A ban on mobile billboards in the city of Los Angeles took effect Jan. 1, but the company that has the most mobile signs has already found a way to get around the law.

The ban, sponsored by Councilman Dennis Zine, defines a mobile billboard as an advertising display attached to a wheeled, mobile, nonmotorized vehicle. The ban prohibits such signs from being parked on city streets.

So Bruce Boyer, head of Lone Star Security & Video in Reseda, is mounting his signs on motorized vehicles. Also, he’s taking the wheels off and replacing them with runners, converting them into sleighs.

Boyer said he will place the signs on flatbed trucks and drive them to their curbside locations. Or he could even tow them, letting them skid along on their runners.

Lone Star advertises its alarm-monitoring service on about 30 billboards parked around Los Angeles, mostly in the San Fernando Valley. Boyer estimated that there are about 170 other signs of the same type around the city.

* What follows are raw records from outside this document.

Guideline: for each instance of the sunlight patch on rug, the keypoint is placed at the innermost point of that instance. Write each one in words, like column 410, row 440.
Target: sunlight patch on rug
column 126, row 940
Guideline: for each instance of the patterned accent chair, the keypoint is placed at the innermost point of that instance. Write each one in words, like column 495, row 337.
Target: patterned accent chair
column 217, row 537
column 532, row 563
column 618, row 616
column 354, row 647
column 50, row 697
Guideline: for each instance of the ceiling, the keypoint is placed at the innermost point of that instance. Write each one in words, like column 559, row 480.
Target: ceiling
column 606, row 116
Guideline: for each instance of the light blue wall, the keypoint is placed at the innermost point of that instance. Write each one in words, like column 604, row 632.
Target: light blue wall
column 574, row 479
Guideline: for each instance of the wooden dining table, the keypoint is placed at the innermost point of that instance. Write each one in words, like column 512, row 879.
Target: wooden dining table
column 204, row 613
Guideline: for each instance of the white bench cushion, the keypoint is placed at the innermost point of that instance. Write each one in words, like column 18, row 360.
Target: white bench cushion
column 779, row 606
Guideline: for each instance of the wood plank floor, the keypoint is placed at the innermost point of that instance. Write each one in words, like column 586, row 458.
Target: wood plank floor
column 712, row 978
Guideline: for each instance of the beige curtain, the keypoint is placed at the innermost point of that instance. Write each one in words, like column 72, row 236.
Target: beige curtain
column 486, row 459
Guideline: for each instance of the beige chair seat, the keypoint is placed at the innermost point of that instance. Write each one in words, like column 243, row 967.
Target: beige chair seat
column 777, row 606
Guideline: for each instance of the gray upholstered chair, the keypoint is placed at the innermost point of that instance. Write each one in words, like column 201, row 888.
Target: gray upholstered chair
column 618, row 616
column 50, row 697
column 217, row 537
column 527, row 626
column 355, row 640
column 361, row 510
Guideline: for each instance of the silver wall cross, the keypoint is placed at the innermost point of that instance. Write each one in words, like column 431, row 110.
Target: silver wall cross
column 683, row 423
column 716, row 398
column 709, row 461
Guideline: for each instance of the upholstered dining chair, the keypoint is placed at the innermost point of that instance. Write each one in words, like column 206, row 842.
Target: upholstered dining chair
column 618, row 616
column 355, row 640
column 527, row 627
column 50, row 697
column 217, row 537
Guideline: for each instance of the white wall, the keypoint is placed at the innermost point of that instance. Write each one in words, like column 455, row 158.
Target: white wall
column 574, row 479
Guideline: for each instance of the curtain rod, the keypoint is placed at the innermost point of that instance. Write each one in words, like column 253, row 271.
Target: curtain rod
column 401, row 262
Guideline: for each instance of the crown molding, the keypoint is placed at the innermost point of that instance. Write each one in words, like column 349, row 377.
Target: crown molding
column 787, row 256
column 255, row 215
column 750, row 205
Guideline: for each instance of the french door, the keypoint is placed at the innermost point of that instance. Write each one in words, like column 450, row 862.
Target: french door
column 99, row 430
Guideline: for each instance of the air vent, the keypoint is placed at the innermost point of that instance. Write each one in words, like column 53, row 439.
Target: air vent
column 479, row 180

“This is the most cost-effective form of advertising this company has ever found,” Boyer told the Business Journal.

The curbside signs have proliferated in Zine’s San Fernando Valley district, which has miles of major thoroughfares with unmetered parking.

Mobile billboards “are a public safety hazard that impairs the visibility of motorists and pedestrians, reduce precious parking locations and create visual blight,” Zine said. “I will do everything in my power to eradicate them from the streets of Los Angeles.”

The councilman said the city had a law on the books banning the signs, but a state law required that cities post warning signs in order to enforce it. That made the ban impractical given the miles of streets in Los Angeles.

But a new state law, sponsored by the city of Los Angeles and passed by the Assembly in late September, allows cities to ban the signs without posting warnings. The Los Angeles City Council passed a ban after the state law was adopted. Both the state law and the city ban went into effect Jan. 1.

Zine said officials in West Hollywood have contacted him about enacting a similar ban in their city, and he believes other cities will follow.

“I support local businesses and their right to advertise,” Zine said. “But they need to find an alternate method that does not endanger public safety and does not contribute to the degradation of the community they seek to do business in.”